The collection, handling, and storage of all biological specimens with integrity relies on known science that can be verified. Most reliable will be the provision of genetic samples that are essentially fixed and subject to fewer variables than the tissues and sera needed for proteomic and metabolomic experimentation. Proteins and metabolites can be ephemeral and rely on uniformity in procedures on the part of the biorepository, which can be verified to a high degree of confidence.
Equally critical but highly variable is data quality, which begins in the collection process and extends to the storage and processing capabilities of databanks. Uniformity of data procedures through standardization is the key challenge identified in the NCI Best Practices report.
The most important factor in this equation is the staff gathering the samples and their level of training and experience. For example, BioServe’s sera and tissue samples are drawn from multiple sites around the world and are collected in stages with significant variations in collection controls and standard operating procedures.

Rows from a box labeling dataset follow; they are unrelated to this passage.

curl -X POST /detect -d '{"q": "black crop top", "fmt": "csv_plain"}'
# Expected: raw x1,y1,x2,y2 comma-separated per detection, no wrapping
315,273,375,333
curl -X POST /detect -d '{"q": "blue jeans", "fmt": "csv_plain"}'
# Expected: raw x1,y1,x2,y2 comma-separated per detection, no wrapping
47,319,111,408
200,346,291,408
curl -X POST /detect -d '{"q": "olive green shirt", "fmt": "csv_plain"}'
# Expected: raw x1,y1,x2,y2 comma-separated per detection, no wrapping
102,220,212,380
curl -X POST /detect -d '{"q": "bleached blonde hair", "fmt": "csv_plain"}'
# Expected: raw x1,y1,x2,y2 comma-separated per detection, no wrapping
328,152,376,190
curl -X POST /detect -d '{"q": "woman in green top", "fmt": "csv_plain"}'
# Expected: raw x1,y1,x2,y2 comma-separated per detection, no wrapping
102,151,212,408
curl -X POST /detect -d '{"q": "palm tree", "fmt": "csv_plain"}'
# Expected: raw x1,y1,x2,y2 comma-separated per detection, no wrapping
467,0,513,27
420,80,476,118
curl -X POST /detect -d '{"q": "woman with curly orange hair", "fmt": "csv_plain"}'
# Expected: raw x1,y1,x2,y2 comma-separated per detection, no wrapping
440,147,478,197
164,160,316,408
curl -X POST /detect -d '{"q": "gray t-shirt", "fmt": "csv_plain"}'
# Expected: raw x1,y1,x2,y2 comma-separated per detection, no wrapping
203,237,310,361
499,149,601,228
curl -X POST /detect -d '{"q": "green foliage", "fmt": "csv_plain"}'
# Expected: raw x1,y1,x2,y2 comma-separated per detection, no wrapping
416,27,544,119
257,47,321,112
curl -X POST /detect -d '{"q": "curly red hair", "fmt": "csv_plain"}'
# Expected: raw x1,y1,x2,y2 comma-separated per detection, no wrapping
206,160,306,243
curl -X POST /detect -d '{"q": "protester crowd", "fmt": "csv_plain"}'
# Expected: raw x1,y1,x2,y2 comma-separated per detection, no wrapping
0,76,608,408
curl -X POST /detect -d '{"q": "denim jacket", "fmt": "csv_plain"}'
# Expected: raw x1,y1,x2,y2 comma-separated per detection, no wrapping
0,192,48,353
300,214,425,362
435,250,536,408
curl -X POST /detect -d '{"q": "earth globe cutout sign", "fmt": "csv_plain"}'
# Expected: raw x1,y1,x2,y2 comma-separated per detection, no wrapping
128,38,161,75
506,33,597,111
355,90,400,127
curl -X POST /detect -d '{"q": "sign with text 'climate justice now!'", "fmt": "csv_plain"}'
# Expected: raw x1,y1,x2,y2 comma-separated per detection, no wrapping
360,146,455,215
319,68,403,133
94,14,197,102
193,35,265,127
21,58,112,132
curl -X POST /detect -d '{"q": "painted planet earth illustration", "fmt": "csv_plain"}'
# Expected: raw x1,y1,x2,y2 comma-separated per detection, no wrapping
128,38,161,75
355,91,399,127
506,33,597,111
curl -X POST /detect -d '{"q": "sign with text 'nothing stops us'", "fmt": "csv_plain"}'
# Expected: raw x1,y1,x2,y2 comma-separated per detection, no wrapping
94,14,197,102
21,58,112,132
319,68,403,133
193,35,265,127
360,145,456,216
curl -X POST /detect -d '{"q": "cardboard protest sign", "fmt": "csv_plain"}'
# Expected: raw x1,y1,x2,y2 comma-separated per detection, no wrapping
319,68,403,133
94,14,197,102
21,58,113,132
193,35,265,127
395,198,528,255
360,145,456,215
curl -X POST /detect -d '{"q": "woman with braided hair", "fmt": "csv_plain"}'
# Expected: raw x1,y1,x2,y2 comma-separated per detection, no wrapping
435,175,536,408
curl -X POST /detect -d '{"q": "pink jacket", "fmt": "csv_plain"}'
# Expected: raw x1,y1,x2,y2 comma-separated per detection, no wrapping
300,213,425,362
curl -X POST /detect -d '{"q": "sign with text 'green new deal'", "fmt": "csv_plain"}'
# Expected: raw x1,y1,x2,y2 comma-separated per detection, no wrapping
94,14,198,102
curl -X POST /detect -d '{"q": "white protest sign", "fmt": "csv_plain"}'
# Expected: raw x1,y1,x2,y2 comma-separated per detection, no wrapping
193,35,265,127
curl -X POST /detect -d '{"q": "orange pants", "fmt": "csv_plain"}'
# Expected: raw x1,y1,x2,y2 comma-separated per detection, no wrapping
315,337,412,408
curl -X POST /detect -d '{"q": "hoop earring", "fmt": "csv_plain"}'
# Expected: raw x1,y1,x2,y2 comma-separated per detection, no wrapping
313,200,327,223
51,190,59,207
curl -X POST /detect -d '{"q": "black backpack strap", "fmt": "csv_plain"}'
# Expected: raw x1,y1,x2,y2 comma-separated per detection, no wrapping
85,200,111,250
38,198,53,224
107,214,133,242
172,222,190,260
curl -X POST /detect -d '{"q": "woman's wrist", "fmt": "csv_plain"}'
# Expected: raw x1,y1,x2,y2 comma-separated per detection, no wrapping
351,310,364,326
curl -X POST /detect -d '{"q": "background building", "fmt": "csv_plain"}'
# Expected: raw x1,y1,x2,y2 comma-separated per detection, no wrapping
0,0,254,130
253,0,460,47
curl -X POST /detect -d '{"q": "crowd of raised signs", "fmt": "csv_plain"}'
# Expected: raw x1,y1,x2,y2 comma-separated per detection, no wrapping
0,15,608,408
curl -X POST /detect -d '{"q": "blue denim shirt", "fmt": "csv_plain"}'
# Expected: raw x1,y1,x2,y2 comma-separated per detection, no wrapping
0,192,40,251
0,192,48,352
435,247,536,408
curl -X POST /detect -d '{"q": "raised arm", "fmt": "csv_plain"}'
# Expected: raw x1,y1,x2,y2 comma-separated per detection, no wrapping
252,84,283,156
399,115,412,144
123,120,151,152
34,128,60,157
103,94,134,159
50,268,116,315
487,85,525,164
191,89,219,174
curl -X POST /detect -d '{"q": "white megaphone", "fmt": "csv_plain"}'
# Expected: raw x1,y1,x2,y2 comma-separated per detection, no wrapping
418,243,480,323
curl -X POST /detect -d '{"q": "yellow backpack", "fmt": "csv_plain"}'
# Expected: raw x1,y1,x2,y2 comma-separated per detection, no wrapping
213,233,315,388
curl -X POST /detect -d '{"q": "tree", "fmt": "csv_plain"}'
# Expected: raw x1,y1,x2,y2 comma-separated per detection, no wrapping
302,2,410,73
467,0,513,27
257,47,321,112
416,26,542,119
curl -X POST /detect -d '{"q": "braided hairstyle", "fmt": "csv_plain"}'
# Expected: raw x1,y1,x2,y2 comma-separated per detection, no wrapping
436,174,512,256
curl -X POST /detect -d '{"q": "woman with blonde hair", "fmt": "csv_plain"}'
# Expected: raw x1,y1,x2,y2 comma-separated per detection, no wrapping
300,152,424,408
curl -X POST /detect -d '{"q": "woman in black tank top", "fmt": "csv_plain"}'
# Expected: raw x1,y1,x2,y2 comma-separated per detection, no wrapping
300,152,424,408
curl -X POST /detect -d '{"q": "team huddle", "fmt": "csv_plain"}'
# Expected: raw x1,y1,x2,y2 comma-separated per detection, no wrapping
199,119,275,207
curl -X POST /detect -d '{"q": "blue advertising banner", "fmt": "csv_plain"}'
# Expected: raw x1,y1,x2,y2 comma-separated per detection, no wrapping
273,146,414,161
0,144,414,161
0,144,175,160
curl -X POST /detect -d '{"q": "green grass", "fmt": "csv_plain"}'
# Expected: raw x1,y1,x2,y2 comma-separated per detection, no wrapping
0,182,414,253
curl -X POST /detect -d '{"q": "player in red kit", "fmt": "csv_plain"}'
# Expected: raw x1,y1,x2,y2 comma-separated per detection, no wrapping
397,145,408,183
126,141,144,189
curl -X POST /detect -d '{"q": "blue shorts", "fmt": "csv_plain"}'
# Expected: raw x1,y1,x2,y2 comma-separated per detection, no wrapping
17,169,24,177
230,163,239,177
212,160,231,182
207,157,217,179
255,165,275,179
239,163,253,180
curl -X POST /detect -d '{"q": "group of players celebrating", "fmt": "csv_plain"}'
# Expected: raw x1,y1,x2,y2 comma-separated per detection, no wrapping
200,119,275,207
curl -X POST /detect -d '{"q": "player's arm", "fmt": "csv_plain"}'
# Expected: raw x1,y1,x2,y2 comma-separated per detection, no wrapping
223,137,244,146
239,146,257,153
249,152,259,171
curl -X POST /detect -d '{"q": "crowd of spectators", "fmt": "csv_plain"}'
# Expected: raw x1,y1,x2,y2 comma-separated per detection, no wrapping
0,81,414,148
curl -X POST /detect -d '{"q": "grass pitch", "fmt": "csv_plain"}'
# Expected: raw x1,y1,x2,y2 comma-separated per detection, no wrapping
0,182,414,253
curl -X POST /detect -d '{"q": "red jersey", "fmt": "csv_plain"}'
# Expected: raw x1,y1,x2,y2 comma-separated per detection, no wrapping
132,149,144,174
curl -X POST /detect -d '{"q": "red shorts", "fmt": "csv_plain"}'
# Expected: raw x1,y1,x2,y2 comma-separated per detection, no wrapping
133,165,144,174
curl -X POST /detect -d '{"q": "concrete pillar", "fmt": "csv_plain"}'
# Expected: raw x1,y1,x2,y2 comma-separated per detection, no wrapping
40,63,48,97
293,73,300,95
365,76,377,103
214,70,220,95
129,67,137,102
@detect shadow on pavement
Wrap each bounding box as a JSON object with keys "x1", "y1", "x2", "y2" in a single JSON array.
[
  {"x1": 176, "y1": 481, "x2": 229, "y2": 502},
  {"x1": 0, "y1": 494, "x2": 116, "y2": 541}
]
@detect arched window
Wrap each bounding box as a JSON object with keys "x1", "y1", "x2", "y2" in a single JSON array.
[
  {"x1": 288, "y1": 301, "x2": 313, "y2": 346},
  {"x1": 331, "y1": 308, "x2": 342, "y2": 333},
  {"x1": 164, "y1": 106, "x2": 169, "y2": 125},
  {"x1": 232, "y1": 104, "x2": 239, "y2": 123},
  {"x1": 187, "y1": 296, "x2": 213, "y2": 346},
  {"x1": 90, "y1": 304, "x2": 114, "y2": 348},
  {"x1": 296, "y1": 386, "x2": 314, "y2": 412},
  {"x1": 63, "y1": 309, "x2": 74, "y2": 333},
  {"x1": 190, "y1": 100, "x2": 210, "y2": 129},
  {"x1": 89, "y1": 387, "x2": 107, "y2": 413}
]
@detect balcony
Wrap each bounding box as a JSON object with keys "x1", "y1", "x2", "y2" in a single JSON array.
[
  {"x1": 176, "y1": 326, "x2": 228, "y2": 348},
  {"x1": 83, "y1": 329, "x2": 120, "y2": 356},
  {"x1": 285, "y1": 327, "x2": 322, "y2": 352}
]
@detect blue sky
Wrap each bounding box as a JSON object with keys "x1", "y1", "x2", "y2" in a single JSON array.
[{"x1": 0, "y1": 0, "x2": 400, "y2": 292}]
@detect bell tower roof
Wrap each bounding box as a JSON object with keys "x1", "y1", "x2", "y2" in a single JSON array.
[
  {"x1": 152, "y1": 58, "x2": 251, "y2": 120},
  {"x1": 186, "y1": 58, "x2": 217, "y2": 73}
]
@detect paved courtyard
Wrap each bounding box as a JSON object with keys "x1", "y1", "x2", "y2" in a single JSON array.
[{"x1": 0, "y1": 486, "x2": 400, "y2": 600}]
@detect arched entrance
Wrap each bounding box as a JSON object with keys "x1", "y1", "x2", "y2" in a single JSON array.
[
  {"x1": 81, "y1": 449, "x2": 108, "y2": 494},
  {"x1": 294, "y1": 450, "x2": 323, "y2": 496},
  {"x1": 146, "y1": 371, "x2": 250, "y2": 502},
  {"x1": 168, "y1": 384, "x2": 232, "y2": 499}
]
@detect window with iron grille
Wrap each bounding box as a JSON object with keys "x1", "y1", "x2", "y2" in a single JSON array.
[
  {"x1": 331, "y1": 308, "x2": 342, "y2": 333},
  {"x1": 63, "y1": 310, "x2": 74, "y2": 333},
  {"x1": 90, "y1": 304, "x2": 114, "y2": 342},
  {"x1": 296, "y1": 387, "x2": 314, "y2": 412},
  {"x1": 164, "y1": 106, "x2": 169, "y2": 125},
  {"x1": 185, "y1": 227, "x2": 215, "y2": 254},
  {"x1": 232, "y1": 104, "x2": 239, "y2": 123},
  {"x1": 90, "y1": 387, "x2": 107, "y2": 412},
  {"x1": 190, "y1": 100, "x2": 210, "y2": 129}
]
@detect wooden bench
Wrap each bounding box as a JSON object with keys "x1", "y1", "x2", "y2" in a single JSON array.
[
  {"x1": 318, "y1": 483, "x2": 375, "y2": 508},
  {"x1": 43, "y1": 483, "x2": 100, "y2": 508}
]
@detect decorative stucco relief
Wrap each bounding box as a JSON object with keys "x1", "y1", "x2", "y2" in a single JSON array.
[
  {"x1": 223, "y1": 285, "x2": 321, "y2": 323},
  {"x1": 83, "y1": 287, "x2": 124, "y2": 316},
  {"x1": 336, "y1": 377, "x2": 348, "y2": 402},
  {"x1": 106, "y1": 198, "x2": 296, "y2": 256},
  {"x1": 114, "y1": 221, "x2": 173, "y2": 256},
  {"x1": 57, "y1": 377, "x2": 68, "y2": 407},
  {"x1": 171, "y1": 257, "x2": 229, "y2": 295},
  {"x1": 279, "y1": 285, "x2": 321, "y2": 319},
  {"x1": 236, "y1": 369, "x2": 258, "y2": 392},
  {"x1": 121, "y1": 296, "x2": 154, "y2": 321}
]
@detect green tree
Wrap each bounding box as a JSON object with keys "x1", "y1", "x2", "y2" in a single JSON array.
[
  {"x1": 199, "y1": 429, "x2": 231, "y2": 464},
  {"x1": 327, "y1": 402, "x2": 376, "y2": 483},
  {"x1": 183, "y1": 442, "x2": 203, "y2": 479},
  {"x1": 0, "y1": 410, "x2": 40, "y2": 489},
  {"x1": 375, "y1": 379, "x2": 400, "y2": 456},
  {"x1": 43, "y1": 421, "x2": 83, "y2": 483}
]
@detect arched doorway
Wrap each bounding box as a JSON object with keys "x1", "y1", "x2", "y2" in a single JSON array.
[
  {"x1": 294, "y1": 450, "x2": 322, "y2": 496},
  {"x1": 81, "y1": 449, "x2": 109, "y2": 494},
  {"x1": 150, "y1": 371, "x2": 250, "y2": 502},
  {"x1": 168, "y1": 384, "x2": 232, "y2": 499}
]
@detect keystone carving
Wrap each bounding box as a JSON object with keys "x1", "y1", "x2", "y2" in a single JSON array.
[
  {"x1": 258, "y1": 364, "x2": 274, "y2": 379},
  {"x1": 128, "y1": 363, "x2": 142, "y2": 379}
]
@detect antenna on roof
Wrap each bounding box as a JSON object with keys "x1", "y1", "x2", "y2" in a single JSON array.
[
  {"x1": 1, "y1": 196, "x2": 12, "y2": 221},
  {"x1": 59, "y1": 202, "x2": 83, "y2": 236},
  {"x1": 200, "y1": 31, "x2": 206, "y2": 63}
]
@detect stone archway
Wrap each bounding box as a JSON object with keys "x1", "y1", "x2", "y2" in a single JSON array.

Extensive demographic and clinical data is ideally required for every sample, including the sample donor’s detailed medical history, family history, and the lifestyle choices. To illustrate the essential role of data quality and data retrieval for discovery programs, consider the case study from Phenomenome Discoveries in its search for a novel biomarker for colorectal cancer (CRC).
A targeted high-throughput screening method found that six novel molecules with formulae resembling the gamma isoform of vitamin E, tocopherol, were deficient in the serum from CRC patients and not controls. The resulting dataset of 900 accurate molecular masses was visualized using principal component analysis, which indicated a robust differentiation between controls and CRC cases.
The program rapidly achieved a milestone due to the ability to search datasets against multiple, matched biological materials in BioServe’s global repository to validate findings. Demonstrating that the novel metabolites are absent in both tissue samples and serum of diseased patients but not in matched healthy controls allowed a convincing correlation to be made.
Uniformity in Datasets
Uniformity in datasets supporting samples allowed the research team to tease out all factors contributing to the appearance of candidate biomarkers that were not related to the targeted disease state. Again applying biological materials from BioServe, a cross-reference investigation of diseased patient samples with other disease groups revealed that some of the markers are shared in both ovarian and breast cancer samples and therefore, not specific to CRC.
The excitement that built over one promising metabolite was tempered when the research team went back to the datasets and found that patients in the identified subgroup were taking the same over-the-counter medication. This ability to reach back into detailed records across all samples was highly valued as it not only averted the embarrassment of premature elation but ultimately built the research team’s confidence in the programs’ findings, which did indeed result in the discovery of a novel biomarker set for CRC.
Based upon this data, Phenomenome was confident in going forward to develop a diagnostic test, which is undergoing clinical trials in Japan this year.
The critical interplay of the three categories proposed in this article—ethical collection, specimen integrity, and data quality—for front-end evaluation of biorepositories can be seen converging during any investigation or discovery in the omics field. These three criteria come into play again as the research program reaches its conclusion with the final validation of findings. These criteria become critical determinants that can give a research team confidence in hitting project milestones and result in findings with powerful validation.